Riley Sweeney, raised in the Pacific Northwest, moved to Bellingham during the Bush years, worked on a cross-section of political campaigns during the Obama years, and then fled to the [...]

Comments by Readers

Riley Sweeney

Mar 16, 2010

Thank you guys for letting me air my views. Stay tuned, in next week’s column I tackled the County Government, Ward Nelson and a non-partisan view on the importance of process.


Craig Mayberry

Mar 17, 2010

At some point in time we need to have a realistic conversation about the overall transportation strategy in the state.  Last year I wrote a blog on this site about mass transit and compared the strategy of Washington State and British Columbia.  In BC they use general fund dollars to cover some of the mass transit spending.  They have consistently invested in mass transit (primarily full functioning bus transportation) for a couple of decades and they now spend about 1/3 of what we do roads and infrastructure.  We should not even be having the debate over the WTA tax increase going to the voters.  The state needs to adjust their transportation strategy to one that is more economically viable and provide the funds instead of WTA going hat in hand every time we want to improve service.


Marian Beddill

Mar 21, 2010

I support this proposal for additional revenue into the WTA transit system. As just mentioned, more people riding the busses means less people driving their cars, thus less congestion.

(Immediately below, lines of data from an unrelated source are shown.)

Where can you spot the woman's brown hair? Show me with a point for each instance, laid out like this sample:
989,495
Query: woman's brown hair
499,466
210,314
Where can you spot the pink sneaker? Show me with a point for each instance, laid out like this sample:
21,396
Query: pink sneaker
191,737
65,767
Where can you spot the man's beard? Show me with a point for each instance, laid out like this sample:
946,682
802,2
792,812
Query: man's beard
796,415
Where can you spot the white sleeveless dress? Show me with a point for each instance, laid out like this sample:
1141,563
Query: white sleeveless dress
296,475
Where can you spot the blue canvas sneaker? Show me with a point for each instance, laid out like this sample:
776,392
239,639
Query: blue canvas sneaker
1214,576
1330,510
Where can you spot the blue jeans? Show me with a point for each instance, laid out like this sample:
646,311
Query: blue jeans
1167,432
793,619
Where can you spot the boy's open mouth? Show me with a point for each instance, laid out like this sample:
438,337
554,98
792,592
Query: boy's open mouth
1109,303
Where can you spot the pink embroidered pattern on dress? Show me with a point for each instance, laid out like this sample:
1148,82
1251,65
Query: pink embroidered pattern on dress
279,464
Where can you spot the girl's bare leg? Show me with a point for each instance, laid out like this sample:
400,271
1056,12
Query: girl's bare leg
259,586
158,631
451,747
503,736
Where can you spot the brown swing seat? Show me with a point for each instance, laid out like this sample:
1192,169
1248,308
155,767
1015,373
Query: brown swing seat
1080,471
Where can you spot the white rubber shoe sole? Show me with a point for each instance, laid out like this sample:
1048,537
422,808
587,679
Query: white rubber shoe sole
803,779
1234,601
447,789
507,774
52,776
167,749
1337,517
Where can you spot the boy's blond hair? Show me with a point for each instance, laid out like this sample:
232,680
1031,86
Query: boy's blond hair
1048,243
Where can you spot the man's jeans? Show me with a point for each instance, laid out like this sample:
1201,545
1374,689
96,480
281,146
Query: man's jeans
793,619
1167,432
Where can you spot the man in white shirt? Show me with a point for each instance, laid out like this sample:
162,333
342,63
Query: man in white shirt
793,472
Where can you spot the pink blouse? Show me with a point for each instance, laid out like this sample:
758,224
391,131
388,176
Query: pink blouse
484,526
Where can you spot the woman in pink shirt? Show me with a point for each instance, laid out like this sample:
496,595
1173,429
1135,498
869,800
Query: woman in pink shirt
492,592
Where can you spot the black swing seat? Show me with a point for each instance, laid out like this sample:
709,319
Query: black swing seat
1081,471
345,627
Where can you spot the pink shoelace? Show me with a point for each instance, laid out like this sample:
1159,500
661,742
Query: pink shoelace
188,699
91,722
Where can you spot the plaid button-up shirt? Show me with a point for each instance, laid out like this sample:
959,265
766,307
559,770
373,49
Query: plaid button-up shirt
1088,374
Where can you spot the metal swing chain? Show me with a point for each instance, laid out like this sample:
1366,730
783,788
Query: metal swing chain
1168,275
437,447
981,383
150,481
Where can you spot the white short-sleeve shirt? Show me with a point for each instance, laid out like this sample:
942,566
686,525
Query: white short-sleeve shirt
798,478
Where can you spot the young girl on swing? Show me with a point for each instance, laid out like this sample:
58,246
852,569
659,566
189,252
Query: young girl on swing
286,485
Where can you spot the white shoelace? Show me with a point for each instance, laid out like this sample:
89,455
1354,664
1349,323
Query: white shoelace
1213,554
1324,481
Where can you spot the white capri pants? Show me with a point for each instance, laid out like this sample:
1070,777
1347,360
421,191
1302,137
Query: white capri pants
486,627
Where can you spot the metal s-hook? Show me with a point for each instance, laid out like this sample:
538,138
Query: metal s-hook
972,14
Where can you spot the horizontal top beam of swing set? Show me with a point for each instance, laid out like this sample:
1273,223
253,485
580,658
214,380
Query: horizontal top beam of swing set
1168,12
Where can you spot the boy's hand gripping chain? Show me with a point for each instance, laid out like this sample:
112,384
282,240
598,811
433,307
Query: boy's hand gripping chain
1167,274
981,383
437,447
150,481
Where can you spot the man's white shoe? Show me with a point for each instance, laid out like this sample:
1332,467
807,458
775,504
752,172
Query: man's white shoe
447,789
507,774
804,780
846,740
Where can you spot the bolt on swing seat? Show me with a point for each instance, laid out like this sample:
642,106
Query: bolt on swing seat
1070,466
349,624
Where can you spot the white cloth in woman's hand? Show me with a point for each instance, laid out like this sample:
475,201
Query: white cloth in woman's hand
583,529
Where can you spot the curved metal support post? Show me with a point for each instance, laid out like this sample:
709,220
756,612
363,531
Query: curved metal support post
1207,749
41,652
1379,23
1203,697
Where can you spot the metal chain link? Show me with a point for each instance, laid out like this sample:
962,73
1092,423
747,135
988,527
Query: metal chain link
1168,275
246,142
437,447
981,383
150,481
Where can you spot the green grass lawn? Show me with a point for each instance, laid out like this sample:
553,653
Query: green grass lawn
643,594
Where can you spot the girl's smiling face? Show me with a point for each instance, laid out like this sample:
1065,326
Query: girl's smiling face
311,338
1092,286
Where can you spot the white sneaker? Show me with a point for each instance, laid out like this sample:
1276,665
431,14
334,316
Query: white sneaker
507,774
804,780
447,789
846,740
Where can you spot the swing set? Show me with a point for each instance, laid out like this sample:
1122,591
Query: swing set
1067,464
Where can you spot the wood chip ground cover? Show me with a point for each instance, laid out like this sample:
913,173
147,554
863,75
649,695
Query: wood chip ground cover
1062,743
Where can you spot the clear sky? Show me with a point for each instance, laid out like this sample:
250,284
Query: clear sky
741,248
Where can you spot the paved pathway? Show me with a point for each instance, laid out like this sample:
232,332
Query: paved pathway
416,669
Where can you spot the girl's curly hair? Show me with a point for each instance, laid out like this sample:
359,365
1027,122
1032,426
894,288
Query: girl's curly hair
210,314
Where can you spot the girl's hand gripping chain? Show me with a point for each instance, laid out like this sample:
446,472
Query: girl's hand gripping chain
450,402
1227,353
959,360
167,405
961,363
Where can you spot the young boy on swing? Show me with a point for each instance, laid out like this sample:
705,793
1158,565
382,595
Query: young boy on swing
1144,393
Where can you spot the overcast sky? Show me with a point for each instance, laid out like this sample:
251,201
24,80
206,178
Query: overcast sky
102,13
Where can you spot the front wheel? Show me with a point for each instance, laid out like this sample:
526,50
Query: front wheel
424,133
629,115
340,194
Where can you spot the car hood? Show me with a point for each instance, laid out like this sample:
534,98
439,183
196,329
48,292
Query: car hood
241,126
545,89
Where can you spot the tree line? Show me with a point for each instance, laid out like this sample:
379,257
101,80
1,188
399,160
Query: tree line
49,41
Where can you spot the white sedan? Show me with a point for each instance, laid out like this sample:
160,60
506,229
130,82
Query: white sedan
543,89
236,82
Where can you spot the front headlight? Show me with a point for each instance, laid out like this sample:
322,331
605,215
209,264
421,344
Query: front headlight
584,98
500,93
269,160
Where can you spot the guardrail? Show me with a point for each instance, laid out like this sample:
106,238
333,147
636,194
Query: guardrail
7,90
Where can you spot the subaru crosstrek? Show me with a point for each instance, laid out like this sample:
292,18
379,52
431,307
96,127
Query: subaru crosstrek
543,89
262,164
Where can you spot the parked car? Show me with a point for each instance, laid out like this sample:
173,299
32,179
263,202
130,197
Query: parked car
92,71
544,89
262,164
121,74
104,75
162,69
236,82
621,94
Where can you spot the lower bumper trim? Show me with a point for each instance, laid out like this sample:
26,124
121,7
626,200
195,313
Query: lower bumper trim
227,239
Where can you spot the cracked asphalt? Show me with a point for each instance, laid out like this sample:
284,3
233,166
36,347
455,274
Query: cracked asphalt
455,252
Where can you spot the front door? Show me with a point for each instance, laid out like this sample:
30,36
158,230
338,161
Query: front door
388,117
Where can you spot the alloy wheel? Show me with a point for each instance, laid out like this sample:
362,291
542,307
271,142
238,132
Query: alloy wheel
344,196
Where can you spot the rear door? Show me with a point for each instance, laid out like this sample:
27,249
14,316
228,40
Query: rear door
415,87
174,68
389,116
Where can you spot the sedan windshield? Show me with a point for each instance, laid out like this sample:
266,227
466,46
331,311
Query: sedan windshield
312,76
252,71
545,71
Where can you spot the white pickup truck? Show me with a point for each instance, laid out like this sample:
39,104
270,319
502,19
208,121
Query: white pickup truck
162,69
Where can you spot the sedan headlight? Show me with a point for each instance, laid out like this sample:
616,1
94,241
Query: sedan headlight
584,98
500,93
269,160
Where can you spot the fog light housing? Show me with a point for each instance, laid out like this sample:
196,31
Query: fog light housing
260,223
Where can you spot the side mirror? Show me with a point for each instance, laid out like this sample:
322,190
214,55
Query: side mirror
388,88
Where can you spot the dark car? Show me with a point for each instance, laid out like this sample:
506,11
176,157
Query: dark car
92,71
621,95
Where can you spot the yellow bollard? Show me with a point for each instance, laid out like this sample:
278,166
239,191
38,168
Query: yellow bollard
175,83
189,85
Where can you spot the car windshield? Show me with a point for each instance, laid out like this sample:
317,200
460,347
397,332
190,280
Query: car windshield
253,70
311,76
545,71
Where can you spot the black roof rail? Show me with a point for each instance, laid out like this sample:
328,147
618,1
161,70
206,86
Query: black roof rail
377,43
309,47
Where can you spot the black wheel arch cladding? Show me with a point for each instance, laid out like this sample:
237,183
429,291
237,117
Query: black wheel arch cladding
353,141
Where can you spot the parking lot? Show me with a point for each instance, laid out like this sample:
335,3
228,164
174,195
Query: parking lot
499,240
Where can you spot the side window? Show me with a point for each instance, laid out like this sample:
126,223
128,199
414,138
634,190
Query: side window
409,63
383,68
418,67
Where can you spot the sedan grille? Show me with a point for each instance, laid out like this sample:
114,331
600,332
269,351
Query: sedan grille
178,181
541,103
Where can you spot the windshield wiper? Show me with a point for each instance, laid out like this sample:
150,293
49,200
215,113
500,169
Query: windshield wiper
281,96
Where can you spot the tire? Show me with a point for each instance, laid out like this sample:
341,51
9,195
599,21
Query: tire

Ah - traffic congestion! Can that be solved by road construction? Ask Seattle or Los Angeles or any big city! Road construction does not solve traffic congestion.

When I was an engineering student in the 1950’s (major in Civil with specialties in hydrology and traffic), they taught us that the two principal results of trying to solve congestion by constructing new roads or lanes are:
1) spend a lot of money; and
2) shift the location of the congestion to the next intersection!